Mushroom and Chickpea Pilaf with Fragrant Spices
Prep Time: 3 to 4 minutes | Cook Time: 40 minutes | Serves: 4

Ingredients
2 tablespoons oil
½ teaspoons cumin seeds
1 onion, chopped
3 green cardamom pods
3 or 4 cloves
1 (2-inch) cinnamon stick, broken
1 cup thickly sliced button mushrooms
½ cups white basmati rice
¾ cup cooked chickpeas
1 teaspoon salt 

For garnish
Red pepper flakes (optional)
Chopped cilantro
Chopped cashew nuts

Preparation
1. Heat the oil in a pot on medium heat for 30 seconds. Add the cumin seeds and cook for about 30 seconds until they sizzle and become aromatic.

2. Add the onion and cook for 7 - 8 minutes, until they soften and begin to turn golden.
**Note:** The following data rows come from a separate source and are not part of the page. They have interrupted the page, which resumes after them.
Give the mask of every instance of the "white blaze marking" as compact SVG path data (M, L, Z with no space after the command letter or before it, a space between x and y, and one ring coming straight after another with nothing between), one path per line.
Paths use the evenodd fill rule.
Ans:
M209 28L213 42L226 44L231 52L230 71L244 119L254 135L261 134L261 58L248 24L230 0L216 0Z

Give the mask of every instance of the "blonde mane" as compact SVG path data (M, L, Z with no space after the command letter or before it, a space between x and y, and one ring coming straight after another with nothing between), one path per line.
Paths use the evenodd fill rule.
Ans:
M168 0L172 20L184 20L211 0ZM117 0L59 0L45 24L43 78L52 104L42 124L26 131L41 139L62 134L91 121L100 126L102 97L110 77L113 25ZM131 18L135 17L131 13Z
3. Add the basmati rice and chickpeas and mix gently. Add 2¾ cups of water and the salt and cover and simmer for 20 minutes. Keep the rice covered and let it rest for about 10 minutes.

4. Sprinkle with red pepper flakes if desired. Fluff gently and garnish with cilantro and cashew nuts before serving.